Tradycyjny zwyczaj, gdzie ministranci zapowiadali wizytę duszpasterską, w wielu miejscach odszedł w przeszłość. Teraz to parafianie muszą wykazać inicjatywę i zgłosić chęć przyjęcia księdza. Taki system wprowadzono już w wielu parafiach, m.in. w Strzelcach Górnych czy Warszawie. – Nikt nie powinien czuć się zobowiązany do organizowania kolędy w swoim domu, jeśli tego nie chce – tłumaczy proboszcz jednej z warszawskich parafii w rozmowie z „Wprost”.
Kwestia finansowa, która od lat towarzyszy kolędzie, również wzbudza wiele emocji. W niektórych parafiach księża jasno deklarują, że nie zbierają ofiar podczas wizyt. Na przykład Parafia św. Michała w Opolu informuje, że ofiary można złożyć dobrowolnie podczas późniejszych zbiórek. – Jeśli będziecie mieli życzenie, to ofiary kolędowe będzie można złożyć podczas kolekty pokolędowej – czytamy w komunikacie.

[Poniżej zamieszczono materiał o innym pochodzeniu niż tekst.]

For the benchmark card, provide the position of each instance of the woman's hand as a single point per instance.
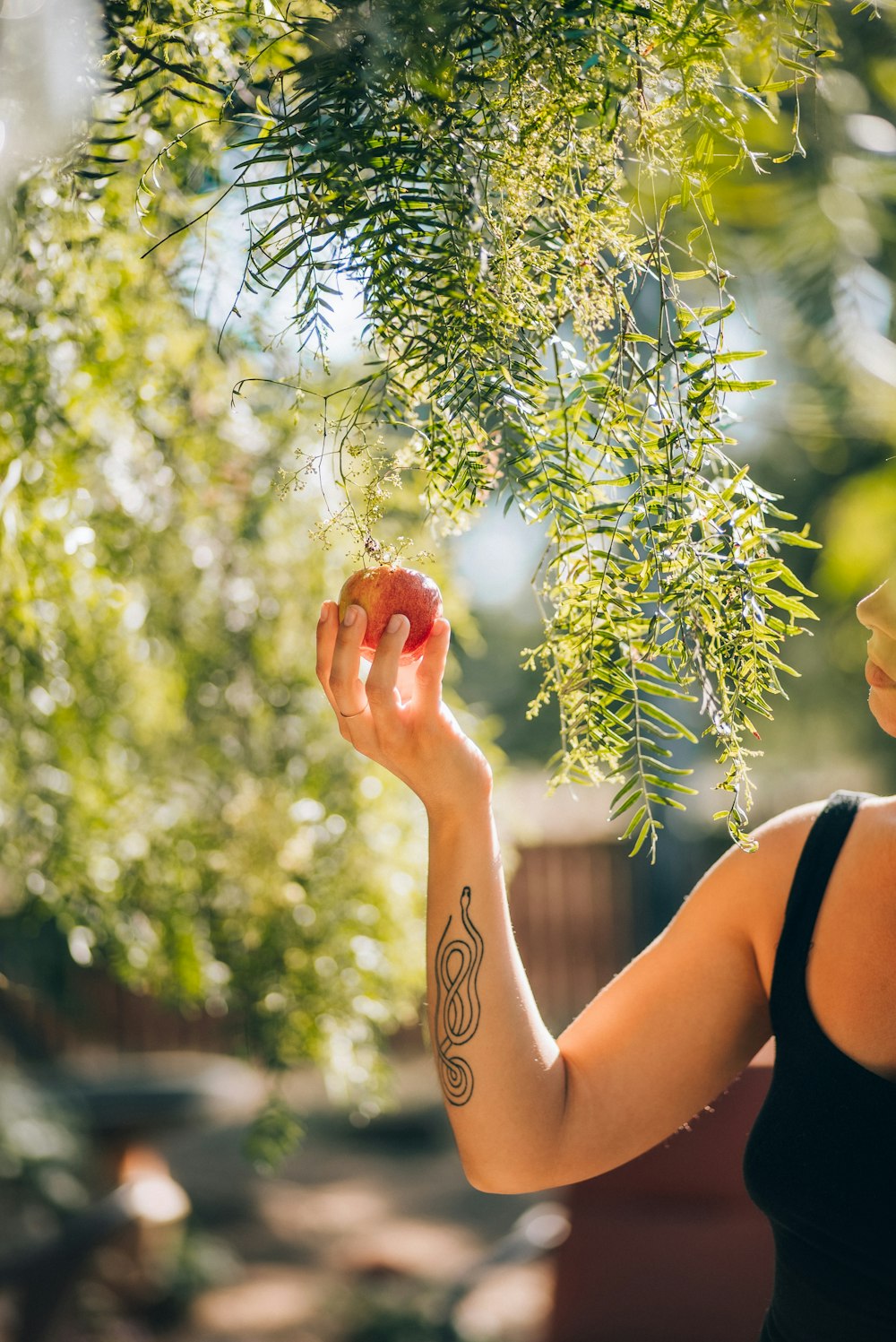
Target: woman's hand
(399, 717)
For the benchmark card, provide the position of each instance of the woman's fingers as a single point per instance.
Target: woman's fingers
(328, 626)
(346, 688)
(383, 680)
(432, 666)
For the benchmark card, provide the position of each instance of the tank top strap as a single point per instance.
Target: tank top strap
(815, 863)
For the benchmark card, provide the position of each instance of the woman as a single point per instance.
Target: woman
(753, 952)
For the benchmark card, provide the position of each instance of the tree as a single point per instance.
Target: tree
(175, 796)
(526, 196)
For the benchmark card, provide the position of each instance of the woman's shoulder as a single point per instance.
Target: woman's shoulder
(771, 869)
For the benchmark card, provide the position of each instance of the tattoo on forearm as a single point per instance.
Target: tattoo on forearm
(458, 960)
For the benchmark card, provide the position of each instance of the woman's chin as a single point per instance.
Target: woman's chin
(883, 706)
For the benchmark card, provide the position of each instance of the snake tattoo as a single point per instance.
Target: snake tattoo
(458, 960)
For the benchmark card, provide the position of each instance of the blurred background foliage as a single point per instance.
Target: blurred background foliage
(812, 253)
(175, 796)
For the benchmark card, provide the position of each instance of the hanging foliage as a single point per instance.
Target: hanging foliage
(525, 195)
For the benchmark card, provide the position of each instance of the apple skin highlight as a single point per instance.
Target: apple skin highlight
(386, 591)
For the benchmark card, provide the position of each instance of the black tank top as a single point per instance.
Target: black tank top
(821, 1157)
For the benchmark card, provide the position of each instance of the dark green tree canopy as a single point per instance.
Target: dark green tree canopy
(525, 195)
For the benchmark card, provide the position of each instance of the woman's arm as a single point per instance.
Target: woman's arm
(648, 1052)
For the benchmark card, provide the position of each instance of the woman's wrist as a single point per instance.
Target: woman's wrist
(453, 812)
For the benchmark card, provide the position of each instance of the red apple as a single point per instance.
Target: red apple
(385, 591)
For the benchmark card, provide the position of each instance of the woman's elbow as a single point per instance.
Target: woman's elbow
(494, 1180)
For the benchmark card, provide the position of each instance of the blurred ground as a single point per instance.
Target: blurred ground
(359, 1234)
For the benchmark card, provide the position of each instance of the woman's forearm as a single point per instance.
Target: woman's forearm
(501, 1069)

Z kolei inne parafie precyzyjnie określają, na co przeznaczone będą środki. W Strzelcach Górnych pieniądze z wizyt duszpasterskich mają pokryć koszty nowego nagłośnienia i mikrofonów do kościoła. Jeszcze inną praktyką było ustalenie „proponowanych” kwot, jak miało to miejsce dwa lata temu w Narwi, gdzie parafia opublikowała konkretne stawki: 500 zł od rodziny i 250 zł od osób samotnych.
Kolęda to czas, który od lat łączy wiernych z duchowieństwem, ale zmieniające się realia skłaniają do refleksji nad jej organizacją. Wiele parafii kładzie nacisk na dobrowolność i brak przymusu, zarówno w kwestii przyjęcia księdza, jak i składania ofiar. – Nie chodzi o pieniądze, a o możliwość rozmowy i wspólnej modlitwy – podkreślają duchowni.